Au delà des aspects déjà soulevés, se pose bien évidemment la question de la confiance que nous pouvons porter à ceux qui sont nos partenaires. Le jeu n’est possible que s’il y a cette confiance qui régule l’action et qui nous permet de vivre bon gré mal gré les uns avec les autres. Le difficile art de l’arbitrage ne se soustrait pas à cette conviction. Il faut faire confiance à l’arbitre. Mais comme tout homme à qui un pouvoir est confié, il doit mériter cette confiance. Oser s’en remettre au jugement faillible et imparfait d’un homme fait parti du défi que nous relevons en voulant vivre ensemble : n’est-ce pas là le principe de toute démocratie. La vie, elle aussi, peut-être considérée comme un jeu, avec ses règles, ses joueurs, et ses fautes. Il y a un véritable enjeu éthique – y compris dans nos vies – auquel nous ne pouvons nous soustraire : celui de l’interprétation de nos actions et de nos rapports réciproques… Vous l’aurez compris, cet événement – que nous aurons bien vite oublié – est aussi l’occasion de nous resituer devant notre propre humanité et de vérifier si nous-mêmes somme bien des « joueurs » honnêtes et fair-play.

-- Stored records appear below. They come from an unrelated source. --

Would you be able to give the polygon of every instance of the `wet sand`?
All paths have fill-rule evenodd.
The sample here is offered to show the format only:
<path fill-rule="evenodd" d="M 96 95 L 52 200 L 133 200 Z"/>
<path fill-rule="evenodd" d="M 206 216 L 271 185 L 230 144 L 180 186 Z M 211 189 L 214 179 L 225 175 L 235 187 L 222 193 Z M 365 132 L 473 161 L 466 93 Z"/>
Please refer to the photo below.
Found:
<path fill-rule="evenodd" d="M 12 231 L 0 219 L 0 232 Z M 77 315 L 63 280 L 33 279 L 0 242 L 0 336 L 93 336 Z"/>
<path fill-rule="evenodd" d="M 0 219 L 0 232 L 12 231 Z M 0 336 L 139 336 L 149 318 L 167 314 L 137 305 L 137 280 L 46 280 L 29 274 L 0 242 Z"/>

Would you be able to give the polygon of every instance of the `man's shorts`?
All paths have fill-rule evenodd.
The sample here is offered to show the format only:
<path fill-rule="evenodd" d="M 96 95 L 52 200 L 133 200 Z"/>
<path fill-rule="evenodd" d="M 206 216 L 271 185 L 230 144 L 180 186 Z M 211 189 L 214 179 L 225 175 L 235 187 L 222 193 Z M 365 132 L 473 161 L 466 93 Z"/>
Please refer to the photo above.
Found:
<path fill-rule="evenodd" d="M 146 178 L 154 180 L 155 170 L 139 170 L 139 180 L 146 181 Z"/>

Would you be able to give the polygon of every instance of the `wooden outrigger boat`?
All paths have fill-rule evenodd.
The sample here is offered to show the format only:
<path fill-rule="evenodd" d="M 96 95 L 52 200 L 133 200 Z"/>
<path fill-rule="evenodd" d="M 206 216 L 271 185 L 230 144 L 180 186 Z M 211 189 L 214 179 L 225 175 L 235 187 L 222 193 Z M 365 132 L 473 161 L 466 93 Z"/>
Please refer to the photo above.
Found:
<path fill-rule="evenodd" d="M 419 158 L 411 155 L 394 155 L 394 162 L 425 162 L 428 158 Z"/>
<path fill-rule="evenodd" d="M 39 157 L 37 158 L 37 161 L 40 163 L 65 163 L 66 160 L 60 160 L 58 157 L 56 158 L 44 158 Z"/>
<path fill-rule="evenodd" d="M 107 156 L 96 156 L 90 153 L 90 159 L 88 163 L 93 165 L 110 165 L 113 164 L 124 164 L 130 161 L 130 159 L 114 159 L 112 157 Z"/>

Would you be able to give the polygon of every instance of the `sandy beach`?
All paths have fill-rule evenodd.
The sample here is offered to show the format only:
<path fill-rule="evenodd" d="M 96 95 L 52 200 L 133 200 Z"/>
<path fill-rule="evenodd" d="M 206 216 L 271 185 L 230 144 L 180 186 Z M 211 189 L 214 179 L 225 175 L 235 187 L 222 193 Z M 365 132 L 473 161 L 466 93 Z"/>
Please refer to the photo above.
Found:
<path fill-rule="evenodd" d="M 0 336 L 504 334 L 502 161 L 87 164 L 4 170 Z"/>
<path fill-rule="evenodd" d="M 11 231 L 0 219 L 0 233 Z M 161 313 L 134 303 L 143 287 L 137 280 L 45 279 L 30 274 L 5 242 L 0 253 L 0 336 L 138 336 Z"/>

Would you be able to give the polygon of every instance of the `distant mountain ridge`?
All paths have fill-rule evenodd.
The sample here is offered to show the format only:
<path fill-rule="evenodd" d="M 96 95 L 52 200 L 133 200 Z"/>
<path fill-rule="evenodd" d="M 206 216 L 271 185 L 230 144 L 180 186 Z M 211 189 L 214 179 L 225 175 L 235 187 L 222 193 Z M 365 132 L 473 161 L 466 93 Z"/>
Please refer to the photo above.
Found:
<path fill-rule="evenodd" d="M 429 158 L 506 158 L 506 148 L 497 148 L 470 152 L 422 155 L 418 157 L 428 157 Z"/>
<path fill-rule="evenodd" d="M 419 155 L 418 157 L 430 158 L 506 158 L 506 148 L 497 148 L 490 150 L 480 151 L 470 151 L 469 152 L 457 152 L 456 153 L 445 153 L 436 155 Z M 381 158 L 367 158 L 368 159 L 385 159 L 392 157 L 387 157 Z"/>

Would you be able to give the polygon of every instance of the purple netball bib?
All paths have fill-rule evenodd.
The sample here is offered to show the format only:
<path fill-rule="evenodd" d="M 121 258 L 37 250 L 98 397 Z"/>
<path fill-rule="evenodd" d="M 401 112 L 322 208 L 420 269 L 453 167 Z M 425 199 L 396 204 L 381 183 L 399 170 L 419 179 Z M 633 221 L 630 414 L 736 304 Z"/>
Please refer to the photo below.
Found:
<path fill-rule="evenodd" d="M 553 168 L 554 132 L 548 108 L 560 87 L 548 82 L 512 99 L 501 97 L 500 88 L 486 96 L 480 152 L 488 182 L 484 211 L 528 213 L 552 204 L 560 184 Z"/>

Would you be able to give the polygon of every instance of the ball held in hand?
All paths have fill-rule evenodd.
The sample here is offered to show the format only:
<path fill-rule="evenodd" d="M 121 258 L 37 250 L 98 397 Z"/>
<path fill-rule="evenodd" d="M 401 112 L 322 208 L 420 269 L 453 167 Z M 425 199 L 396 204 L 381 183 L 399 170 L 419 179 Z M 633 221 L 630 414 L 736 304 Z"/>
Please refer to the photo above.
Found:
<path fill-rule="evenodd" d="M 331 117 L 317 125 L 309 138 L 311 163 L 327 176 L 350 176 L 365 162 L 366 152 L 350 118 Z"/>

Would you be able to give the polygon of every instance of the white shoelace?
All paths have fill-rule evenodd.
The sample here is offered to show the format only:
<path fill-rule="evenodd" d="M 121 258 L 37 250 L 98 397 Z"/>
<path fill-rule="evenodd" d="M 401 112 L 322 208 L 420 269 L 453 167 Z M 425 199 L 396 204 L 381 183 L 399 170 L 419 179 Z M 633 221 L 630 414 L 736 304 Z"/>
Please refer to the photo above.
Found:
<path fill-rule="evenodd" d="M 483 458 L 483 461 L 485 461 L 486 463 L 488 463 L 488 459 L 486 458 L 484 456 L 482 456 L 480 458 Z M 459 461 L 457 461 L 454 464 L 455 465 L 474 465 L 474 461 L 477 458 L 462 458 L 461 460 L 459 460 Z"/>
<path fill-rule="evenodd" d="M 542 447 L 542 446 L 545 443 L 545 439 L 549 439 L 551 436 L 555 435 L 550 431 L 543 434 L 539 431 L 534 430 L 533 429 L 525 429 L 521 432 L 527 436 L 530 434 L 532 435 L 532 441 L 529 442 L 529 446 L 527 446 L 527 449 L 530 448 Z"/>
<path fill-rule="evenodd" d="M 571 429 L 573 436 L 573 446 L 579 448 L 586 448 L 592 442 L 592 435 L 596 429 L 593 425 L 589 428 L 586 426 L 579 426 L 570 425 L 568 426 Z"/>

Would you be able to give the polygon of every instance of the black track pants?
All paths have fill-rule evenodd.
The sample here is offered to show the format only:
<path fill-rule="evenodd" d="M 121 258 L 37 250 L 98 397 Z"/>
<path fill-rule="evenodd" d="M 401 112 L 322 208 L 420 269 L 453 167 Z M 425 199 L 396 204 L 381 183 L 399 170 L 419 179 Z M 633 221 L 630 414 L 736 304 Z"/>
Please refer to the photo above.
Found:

  1. Capacité d’être présent en plusieurs lieux à la fois… Si Padre Pio avait été arbitre de foot, il aurait eu une véritable carrière internationale ! []
  2. Théologien et moraliste protestant. Voir en particulier dans notre cas : Denis Müller, Le football, ses dieu et ses démons. Menaces et atouts d’un jeu déréglé, Labor et Fides, Genève, 2008. []
  3. En psychologie, la labilité est utilisée pour caractériser l’instabilité de certaines composantes de la personnalité, en particulier l’attention et l’affectivité. []
  4. Deux cas exemplaire : la « faute originelle » de Maradona lors du Match Angleterre-Argentine au Mondial en 1986, Vata en 1990 lors du match de coupe d’Europe Lisbonne-Marseille, etc. []
  5. Cf. Denis Müller, « Chap. 5 : L’arbitrage, figure de l’éthique, la main de Dieu et l’illusion de l’arbitrage vidéo », dans Le football, ses dieux et ses démons, p. 111-126. []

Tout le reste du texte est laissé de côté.